If $F(z)$ is analytic in a domain $D$, is $\overline{F(\overline{z})}$ also analytic in $D$?

Question

Problem Statement

If $F(z)$ is analytic in a domain $D$, is $\overline{F(\overline{z})}$ also analytic in $D$?

My Try

Suppose that $F(z)$ is analytic in a domain $D$. It follows that $F$ is differentiable at each $z \in D$.

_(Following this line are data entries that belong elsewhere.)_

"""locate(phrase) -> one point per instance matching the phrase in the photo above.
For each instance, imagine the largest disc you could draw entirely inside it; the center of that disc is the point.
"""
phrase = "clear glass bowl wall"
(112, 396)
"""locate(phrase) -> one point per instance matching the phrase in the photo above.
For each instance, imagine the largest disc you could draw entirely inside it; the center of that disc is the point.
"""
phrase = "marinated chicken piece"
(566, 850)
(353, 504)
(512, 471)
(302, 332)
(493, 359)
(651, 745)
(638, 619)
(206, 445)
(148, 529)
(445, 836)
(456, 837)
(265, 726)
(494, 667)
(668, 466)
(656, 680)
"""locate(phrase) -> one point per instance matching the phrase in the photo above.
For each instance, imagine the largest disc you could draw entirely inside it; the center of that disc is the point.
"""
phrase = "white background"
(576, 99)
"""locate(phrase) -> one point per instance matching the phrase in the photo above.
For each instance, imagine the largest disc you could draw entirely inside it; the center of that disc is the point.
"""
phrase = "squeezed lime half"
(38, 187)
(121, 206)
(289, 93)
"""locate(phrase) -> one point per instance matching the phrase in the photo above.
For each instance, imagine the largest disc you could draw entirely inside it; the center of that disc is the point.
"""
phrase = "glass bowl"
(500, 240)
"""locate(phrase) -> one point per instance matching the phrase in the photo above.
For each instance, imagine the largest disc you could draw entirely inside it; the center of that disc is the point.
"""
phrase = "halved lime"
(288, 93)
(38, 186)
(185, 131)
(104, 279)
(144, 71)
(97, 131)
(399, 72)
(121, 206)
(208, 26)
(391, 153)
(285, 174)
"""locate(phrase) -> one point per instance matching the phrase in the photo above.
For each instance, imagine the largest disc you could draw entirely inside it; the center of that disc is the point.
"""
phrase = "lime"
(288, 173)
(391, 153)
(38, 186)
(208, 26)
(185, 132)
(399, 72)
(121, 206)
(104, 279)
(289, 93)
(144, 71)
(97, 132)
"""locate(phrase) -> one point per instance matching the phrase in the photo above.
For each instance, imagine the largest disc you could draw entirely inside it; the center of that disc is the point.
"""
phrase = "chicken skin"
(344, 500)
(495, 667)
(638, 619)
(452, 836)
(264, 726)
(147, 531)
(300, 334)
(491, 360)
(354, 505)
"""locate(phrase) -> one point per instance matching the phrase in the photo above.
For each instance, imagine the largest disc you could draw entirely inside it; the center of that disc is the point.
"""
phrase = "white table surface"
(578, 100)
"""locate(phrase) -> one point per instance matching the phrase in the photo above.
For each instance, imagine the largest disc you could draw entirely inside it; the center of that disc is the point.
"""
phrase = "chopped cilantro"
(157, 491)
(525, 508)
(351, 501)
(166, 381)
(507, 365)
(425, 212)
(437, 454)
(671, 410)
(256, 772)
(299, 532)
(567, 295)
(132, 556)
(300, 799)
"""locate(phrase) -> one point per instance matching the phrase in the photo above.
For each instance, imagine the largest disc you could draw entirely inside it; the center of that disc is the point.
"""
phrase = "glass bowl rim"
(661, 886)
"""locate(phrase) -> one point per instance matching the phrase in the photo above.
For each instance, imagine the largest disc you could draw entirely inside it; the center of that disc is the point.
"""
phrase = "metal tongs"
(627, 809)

I know that the partial derivative $$\frac{\partial F(z)}{\partial \overline{z}} = 0,$$ since $F$ is differentiable at each point $z \in D$. What I am having trouble with is how to get an expression for $F(\overline{z})$.

Question

Of course, I cannot conclude at once that $\overline{z} \in D$ also holds. Or can I? Is this even the correct approach to the problem? If not, how do I solve this conundrum? Hints will be most welcome!

Answer 1

What you wrote is just the Cauchy-Riemann equations (using the Wirtinger derivative $\frac{\partial}{\partial \overline{z}}$). I am not sure about how could you do the problem with this approach but I think it might not be "the correct one" since you can easily prove $\overline{f(\overline{z})}$ is analytic from the definition of complex derivative: Let $z_0\in\mathbb{D}$, and let $g:\mathbb{D}\to\mathbb{D}$ be the function defined by $g(z)=\overline{z}$. You need to check that the limit $$ \lim_{z\to z_0}\frac{\overline{f(\overline{z})}-\overline{f(\overline{z_0})}}{z-z_0} $$ exists. Noticing the expression inside the limit equals $$ g\left(\frac{f(\overline{z})-f(\overline{z_0})}{\overline{z}-\overline{z_0}}\right) $$ and using that $g$ is a continuous function you should be able to conclude that the limit above is $g(f'(\overline{z}))=\overline{f'(\overline{z_0})}$. As this limit exists for every $z_0$ you can conclude $\overline{f(\overline{z})}$ is holomorphic in $\mathbb{D}$, and thus analytic.